Changing zones

Former LHS teacher and administrator starts as an Assistant Principal


Photo by Sarosh Ismail

Assistant principal Rachel Flanders poses by the school’s front office entrance.

After remaining comfortable with one area for her whole career, this year she is making a change.

Lewisville High School administrator Rachel Flanders started working as an assistant principal at Hebron after winter break. Flanders is an LHS alumna; she participated in drumline and played softball all four years. Since then, she has been working in education for 17 years and teaching for 13.

“I grew up in the district, so I know all that Lewisville has to offer,” Flanders said. “I was a social studies teacher: I’ve taught everything from fourth-grade social studies classes all the way up to AP human [geography] in high school. I taught all in LISD, so [I’ve] stayed local.”
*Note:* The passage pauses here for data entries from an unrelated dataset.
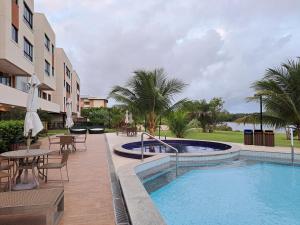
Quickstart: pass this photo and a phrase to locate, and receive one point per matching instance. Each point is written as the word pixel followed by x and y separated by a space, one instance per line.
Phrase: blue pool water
pixel 252 194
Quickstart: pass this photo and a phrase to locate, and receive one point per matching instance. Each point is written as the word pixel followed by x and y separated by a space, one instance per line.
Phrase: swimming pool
pixel 243 192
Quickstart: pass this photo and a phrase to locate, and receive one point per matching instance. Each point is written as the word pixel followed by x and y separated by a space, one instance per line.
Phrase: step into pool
pixel 241 193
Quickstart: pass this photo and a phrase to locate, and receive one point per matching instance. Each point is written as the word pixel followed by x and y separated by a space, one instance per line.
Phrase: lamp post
pixel 260 101
pixel 159 128
pixel 260 110
pixel 292 144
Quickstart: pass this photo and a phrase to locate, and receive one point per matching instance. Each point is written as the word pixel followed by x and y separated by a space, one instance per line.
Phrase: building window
pixel 47 42
pixel 68 88
pixel 14 33
pixel 28 16
pixel 28 49
pixel 47 67
pixel 68 72
pixel 5 79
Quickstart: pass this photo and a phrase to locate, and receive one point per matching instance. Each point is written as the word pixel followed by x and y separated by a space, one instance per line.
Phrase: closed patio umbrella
pixel 69 120
pixel 130 120
pixel 32 123
pixel 126 117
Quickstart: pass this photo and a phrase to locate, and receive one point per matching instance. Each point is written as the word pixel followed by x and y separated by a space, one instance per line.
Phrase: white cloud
pixel 218 47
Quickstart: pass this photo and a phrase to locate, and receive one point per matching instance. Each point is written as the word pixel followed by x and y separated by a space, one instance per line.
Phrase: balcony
pixel 14 97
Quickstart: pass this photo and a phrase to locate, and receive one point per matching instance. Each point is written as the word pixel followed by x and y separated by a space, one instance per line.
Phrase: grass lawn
pixel 229 136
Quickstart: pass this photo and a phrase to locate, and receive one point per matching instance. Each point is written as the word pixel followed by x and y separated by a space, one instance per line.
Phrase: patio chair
pixel 81 140
pixel 53 141
pixel 65 142
pixel 6 175
pixel 56 165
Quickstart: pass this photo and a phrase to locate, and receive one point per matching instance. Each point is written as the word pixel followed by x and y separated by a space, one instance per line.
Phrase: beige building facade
pixel 28 46
pixel 92 102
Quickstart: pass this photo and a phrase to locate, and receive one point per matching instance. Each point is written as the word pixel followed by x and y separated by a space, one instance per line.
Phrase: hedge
pixel 11 132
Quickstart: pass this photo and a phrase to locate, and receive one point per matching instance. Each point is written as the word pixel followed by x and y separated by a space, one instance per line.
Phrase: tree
pixel 207 113
pixel 148 94
pixel 280 88
pixel 178 123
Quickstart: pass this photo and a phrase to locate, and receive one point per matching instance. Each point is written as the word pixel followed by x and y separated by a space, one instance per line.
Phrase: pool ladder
pixel 163 143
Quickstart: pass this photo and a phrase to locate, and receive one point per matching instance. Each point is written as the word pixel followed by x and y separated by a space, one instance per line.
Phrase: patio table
pixel 65 142
pixel 21 158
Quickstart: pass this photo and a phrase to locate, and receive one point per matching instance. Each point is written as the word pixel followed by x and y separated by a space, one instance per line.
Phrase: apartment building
pixel 76 94
pixel 17 59
pixel 92 102
pixel 44 40
pixel 66 82
pixel 28 46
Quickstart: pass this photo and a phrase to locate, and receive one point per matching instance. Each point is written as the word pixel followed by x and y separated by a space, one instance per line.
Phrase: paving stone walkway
pixel 88 196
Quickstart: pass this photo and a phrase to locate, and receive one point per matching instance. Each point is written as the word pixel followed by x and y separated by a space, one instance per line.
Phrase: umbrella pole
pixel 29 140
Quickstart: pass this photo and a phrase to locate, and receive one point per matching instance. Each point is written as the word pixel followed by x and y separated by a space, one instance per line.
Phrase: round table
pixel 21 157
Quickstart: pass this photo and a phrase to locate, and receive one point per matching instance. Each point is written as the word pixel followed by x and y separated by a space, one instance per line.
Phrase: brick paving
pixel 88 197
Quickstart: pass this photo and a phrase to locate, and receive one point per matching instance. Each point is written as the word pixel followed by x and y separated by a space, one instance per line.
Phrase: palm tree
pixel 149 94
pixel 280 88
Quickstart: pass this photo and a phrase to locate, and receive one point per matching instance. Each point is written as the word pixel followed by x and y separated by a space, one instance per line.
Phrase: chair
pixel 53 141
pixel 81 140
pixel 66 141
pixel 6 175
pixel 56 165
Flanders has spent most of her career at LHS, relatively far away from the district zone Hebron is in. She said she is excited to come to Hebron since she has not been able to interact with students in this area.

“My teaching and administrative experience has been all over the west zone, as well as [the] central zone,” Flanders said. “I was really excited to come to the east side because I don’t have a lot of working experience with them, [and] since I kind of live over here.”

Coming from LHS’ Harmon campus, Flanders has previously worked with freshmen and sophomores and said she is excited to be at Hebron’s main campus, so she will get to experience working with seniors.

“I had never actually been at a three-year high school,” Flanders said. “I’ve been trying to get into a senior high school to learn more about how graduation works, to learn more about what the expectation is for seniors in terms of credits and gaining that kind of knowledge. The minute that I saw this opening, I wanted to do everything I could to get over here.”

Flanders never thought she would end up working in administration. She always wanted to be a teacher, and figured she would continue her career as one. 

“I love teaching,” Flanders said. “I love having that connection with the kids and I was afraid that if [I] became an administrator, [I] might not have that time with the students. Luckily, somebody kind of put a bug in my ear and I found out that I got to work with students maybe even a little more so than as a teacher, and so it just worked out.”